- From: Brad Kemper <brad.kemper@gmail.com>
- Date: Fri, 21 Jun 2013 17:36:15 -0700
- To: "Tab Atkins Jr." <jackalmage@gmail.com>
- Cc: Bjoern Hoehrmann <derhoermi@gmx.net>, Daniel Glazman <daniel.glazman@disruptive-innovations.com>, www-style list <www-style@w3.org>
On Jun 21, 2013, at 9:28 AM, "Tab Atkins Jr." <jackalmage@gmail.com> wrote: > On Fri, Jun 21, 2013 at 5:28 AM, Bjoern Hoehrmann <derhoermi@gmx.net> wrote: >> * Daniel Glazman wrote: >>> On 21/06/13 09:43, Tab Atkins Jr. wrote: >>>> On Thu, Jun 20, 2013 at 11:39 PM, Vsevolod Vlasov <vsevik@chromium.org> wrote: >>>>> TLDR: I'd like background-image: url("") to have the same behavior as >>>>> background-image: none; in CSS. >>>> >>>> That would be a weird and invasive change for such an obvious >>>> implementation bug. "" is a perfectly valid relative url, and it's >>>> certainly possible for it to evaluate to an image, or anything else. >>>> It seems pretty clear that we should just fix the error in Blink, not >>>> spread a hack around the issue to CSS itself. >>> >>> Absolutely. Content negociation makes it possible to reply >>> an image to that URL. It really seems you're trying to fix >>> a browser-specific issue with a global hack. >> >> The empty string is a same-document reference and should not result in a >> retrieval action, just like clicking on <a href='#example'> should not >> result in the browser reloading the document. > > Not quite.
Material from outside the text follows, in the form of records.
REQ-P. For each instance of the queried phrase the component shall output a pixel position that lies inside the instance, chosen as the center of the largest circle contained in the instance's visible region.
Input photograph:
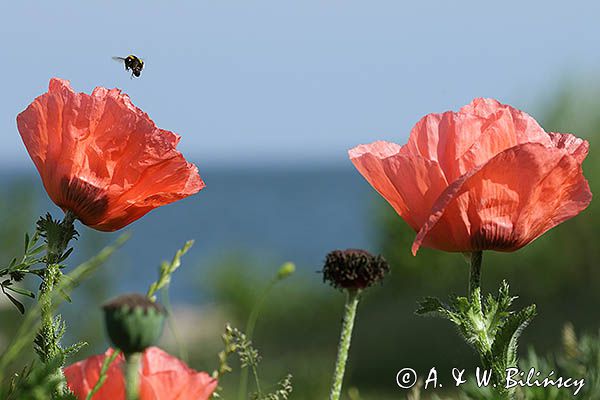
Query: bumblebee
(133, 63)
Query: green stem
(132, 376)
(475, 279)
(344, 345)
(250, 325)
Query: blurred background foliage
(299, 324)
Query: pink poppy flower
(102, 158)
(162, 377)
(485, 178)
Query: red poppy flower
(485, 178)
(162, 377)
(101, 157)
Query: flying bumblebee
(133, 63)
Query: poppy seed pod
(354, 269)
(133, 322)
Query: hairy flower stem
(485, 347)
(352, 299)
(132, 376)
(49, 335)
(475, 279)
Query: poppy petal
(101, 157)
(506, 209)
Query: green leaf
(21, 291)
(430, 306)
(505, 343)
(16, 302)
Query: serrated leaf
(16, 302)
(505, 343)
(21, 291)
(37, 250)
(65, 296)
(430, 305)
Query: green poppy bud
(133, 322)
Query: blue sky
(273, 82)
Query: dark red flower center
(86, 201)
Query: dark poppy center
(86, 201)
(494, 237)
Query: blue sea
(268, 215)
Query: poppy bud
(133, 322)
(354, 269)
(286, 270)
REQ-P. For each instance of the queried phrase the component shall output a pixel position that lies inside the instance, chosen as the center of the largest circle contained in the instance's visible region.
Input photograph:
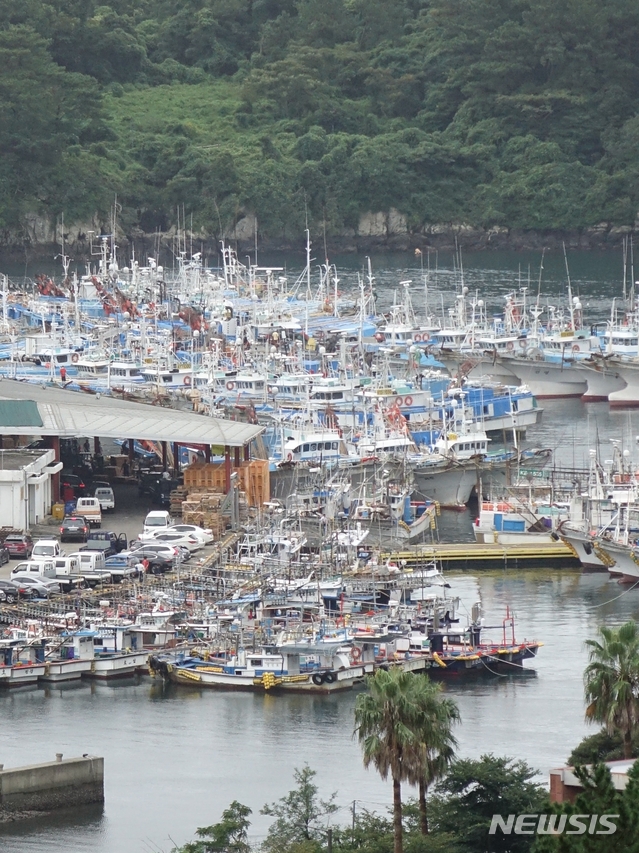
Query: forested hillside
(522, 113)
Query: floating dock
(474, 555)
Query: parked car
(31, 586)
(9, 590)
(39, 568)
(123, 567)
(74, 483)
(74, 528)
(107, 541)
(168, 551)
(19, 545)
(90, 509)
(205, 535)
(159, 561)
(157, 519)
(105, 496)
(172, 537)
(47, 548)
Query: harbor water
(176, 757)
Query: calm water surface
(174, 758)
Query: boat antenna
(570, 302)
(632, 274)
(541, 271)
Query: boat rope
(492, 671)
(501, 660)
(617, 597)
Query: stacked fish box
(205, 510)
(253, 479)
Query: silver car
(35, 587)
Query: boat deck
(474, 555)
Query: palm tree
(612, 681)
(385, 725)
(404, 727)
(436, 743)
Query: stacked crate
(177, 497)
(253, 479)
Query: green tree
(386, 726)
(612, 681)
(474, 791)
(44, 113)
(436, 745)
(300, 816)
(230, 835)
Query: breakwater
(40, 788)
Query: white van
(105, 497)
(90, 509)
(37, 568)
(91, 566)
(65, 566)
(158, 519)
(47, 548)
(89, 559)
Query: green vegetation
(404, 727)
(612, 682)
(461, 815)
(492, 112)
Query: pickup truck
(124, 567)
(92, 567)
(89, 508)
(105, 496)
(158, 487)
(68, 580)
(107, 541)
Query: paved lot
(129, 515)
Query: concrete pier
(64, 783)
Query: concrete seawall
(55, 785)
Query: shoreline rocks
(40, 239)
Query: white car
(175, 538)
(162, 548)
(35, 587)
(157, 519)
(47, 548)
(205, 535)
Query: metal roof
(70, 414)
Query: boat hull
(450, 487)
(547, 380)
(303, 683)
(602, 380)
(118, 666)
(20, 676)
(582, 544)
(66, 670)
(628, 396)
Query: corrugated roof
(19, 413)
(70, 414)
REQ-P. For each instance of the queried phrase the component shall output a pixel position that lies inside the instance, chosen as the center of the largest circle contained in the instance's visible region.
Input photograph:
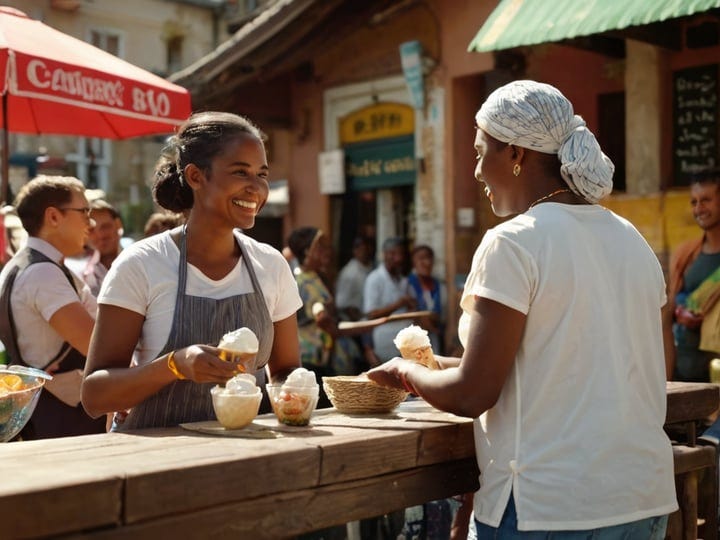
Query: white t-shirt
(144, 279)
(381, 290)
(350, 283)
(577, 433)
(38, 292)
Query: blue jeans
(645, 529)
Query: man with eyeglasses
(47, 313)
(103, 243)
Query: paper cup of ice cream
(414, 344)
(236, 405)
(294, 401)
(240, 347)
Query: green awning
(515, 23)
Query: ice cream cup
(245, 361)
(293, 405)
(422, 355)
(235, 411)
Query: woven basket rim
(361, 395)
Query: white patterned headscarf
(537, 116)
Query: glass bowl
(20, 389)
(293, 406)
(235, 411)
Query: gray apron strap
(203, 320)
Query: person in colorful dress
(692, 316)
(430, 294)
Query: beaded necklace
(548, 196)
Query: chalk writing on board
(695, 125)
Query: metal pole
(5, 183)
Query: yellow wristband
(172, 366)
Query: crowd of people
(565, 322)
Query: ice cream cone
(422, 355)
(243, 360)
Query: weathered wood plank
(291, 513)
(186, 485)
(359, 453)
(66, 509)
(691, 401)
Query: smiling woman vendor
(168, 296)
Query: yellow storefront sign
(379, 121)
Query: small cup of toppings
(294, 401)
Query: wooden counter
(179, 483)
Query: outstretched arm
(473, 386)
(110, 384)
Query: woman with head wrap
(563, 365)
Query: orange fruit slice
(11, 381)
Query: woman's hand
(202, 363)
(392, 373)
(687, 318)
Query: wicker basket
(359, 395)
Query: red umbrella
(56, 84)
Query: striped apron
(199, 320)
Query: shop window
(93, 156)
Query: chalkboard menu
(695, 121)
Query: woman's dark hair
(202, 137)
(300, 241)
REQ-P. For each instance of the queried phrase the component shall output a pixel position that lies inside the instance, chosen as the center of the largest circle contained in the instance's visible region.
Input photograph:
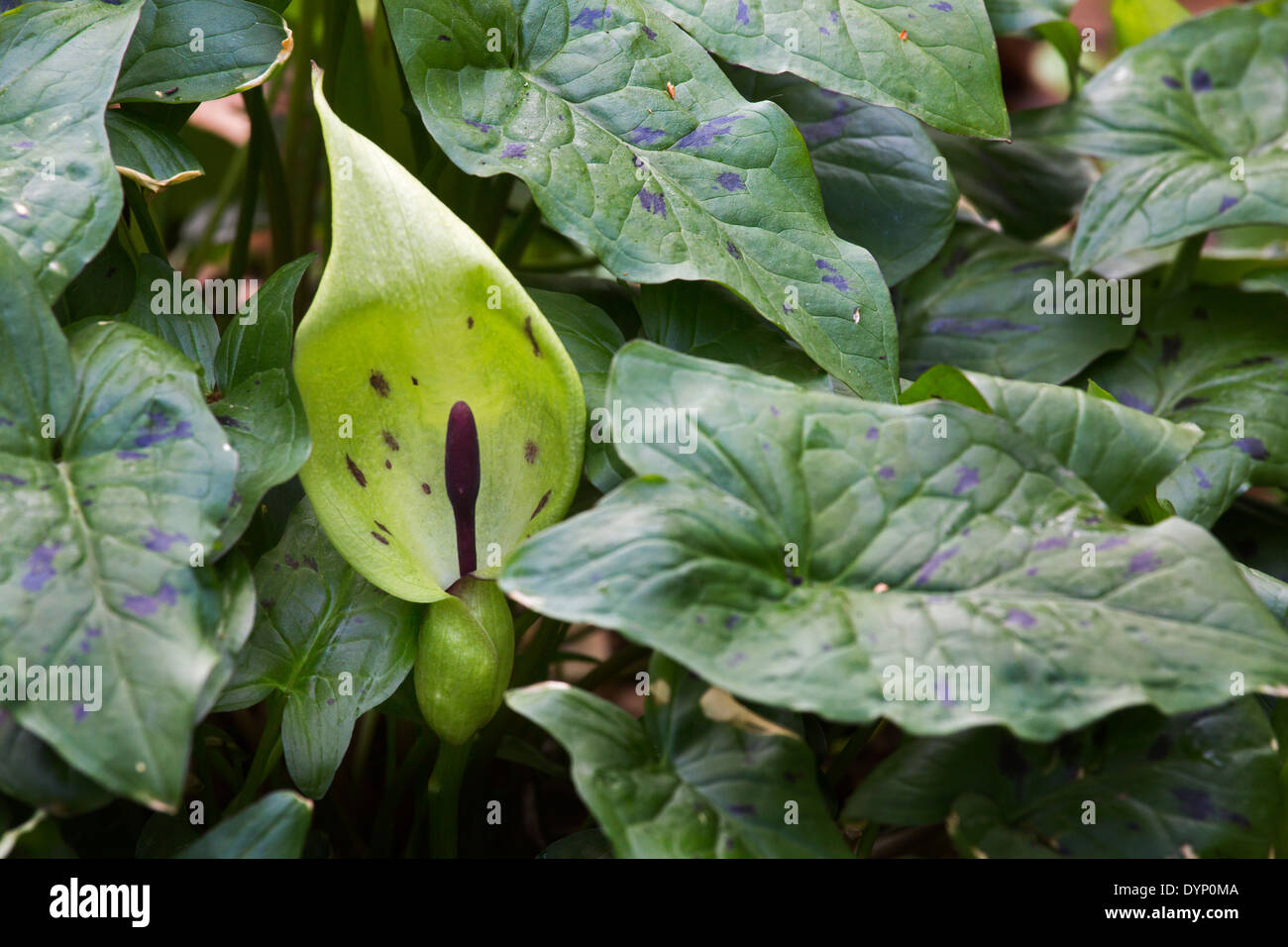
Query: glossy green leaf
(1199, 785)
(59, 193)
(1018, 16)
(333, 643)
(936, 60)
(1219, 360)
(1028, 187)
(1134, 21)
(464, 659)
(1265, 281)
(149, 154)
(228, 617)
(259, 403)
(158, 309)
(809, 544)
(38, 776)
(703, 320)
(885, 185)
(704, 185)
(193, 51)
(977, 307)
(589, 843)
(102, 519)
(1256, 534)
(591, 339)
(438, 367)
(1196, 114)
(1119, 451)
(273, 827)
(687, 784)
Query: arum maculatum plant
(643, 428)
(449, 427)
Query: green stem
(511, 248)
(870, 838)
(246, 213)
(274, 175)
(622, 660)
(1177, 278)
(411, 766)
(267, 755)
(445, 791)
(143, 215)
(850, 753)
(223, 197)
(366, 733)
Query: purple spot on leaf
(932, 565)
(730, 182)
(40, 567)
(160, 541)
(588, 18)
(653, 204)
(643, 136)
(707, 132)
(1144, 562)
(1020, 618)
(967, 476)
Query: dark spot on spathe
(1253, 447)
(541, 504)
(1196, 804)
(527, 329)
(463, 475)
(355, 471)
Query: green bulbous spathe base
(413, 317)
(464, 659)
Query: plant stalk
(267, 755)
(143, 215)
(445, 791)
(274, 176)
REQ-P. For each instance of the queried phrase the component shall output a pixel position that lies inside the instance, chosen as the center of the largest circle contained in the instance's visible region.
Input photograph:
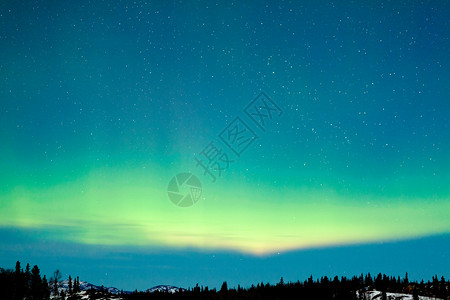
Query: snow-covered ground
(376, 295)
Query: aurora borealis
(102, 103)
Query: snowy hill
(376, 295)
(85, 286)
(165, 289)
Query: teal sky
(103, 102)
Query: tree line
(323, 288)
(20, 284)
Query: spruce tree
(70, 285)
(36, 290)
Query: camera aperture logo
(185, 189)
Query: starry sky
(102, 103)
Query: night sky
(319, 132)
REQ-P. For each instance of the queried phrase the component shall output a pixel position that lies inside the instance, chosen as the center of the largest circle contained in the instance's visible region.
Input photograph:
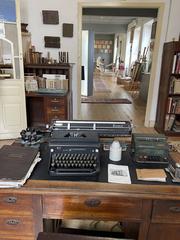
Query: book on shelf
(151, 175)
(174, 87)
(169, 121)
(176, 64)
(17, 164)
(173, 105)
(176, 126)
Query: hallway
(134, 112)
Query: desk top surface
(41, 183)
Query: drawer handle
(12, 222)
(54, 110)
(10, 199)
(92, 202)
(175, 209)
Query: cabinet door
(164, 231)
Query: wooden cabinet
(12, 93)
(92, 206)
(18, 216)
(168, 108)
(165, 220)
(40, 69)
(42, 109)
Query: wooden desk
(155, 209)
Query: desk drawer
(10, 204)
(166, 211)
(55, 116)
(13, 226)
(91, 207)
(56, 110)
(55, 101)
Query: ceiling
(121, 16)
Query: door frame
(161, 32)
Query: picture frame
(50, 17)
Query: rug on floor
(105, 100)
(100, 86)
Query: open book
(151, 175)
(17, 164)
While anything with a hash in it is a same-doc reference, > a url without a hash *should* be re-retrieved (subject to caching > semantics, etc.). Clicking on <a href="">I'm a self link!</a> reloads > the page, as it should, Is this assuming you are on a server-defined default page, such as "index.html" or "default.htm" or whatever? > while <a href="#">I'm a hash link!</a> does > not. > >> Since text/css resources >> are not images, there is no background image that could be rendered. If >> the declaration is in a HTML or SVG document, you would have a cyclic >> dependency (the document has to be rendered to render its background), >> and if CSS does not define how to break the cycle, there is nothing to >> render either. See <http://tools.ietf.org/html/rfc3986#section-4.4>. > > CSS doesn't allow you to render HTML documents as images, but the SVG > case is definitely interesting. If I have "index.asp" defined as a first choice default page in ISS, then I would expect "index.asp" in the same directory to be served as a relative URL. Within that asp code, I can set the response header to make it content-type of "image/jpeg" or whatever, and maybe generate some binary data programatically. Or not, as I could just keep the image invisible and use it for tracking.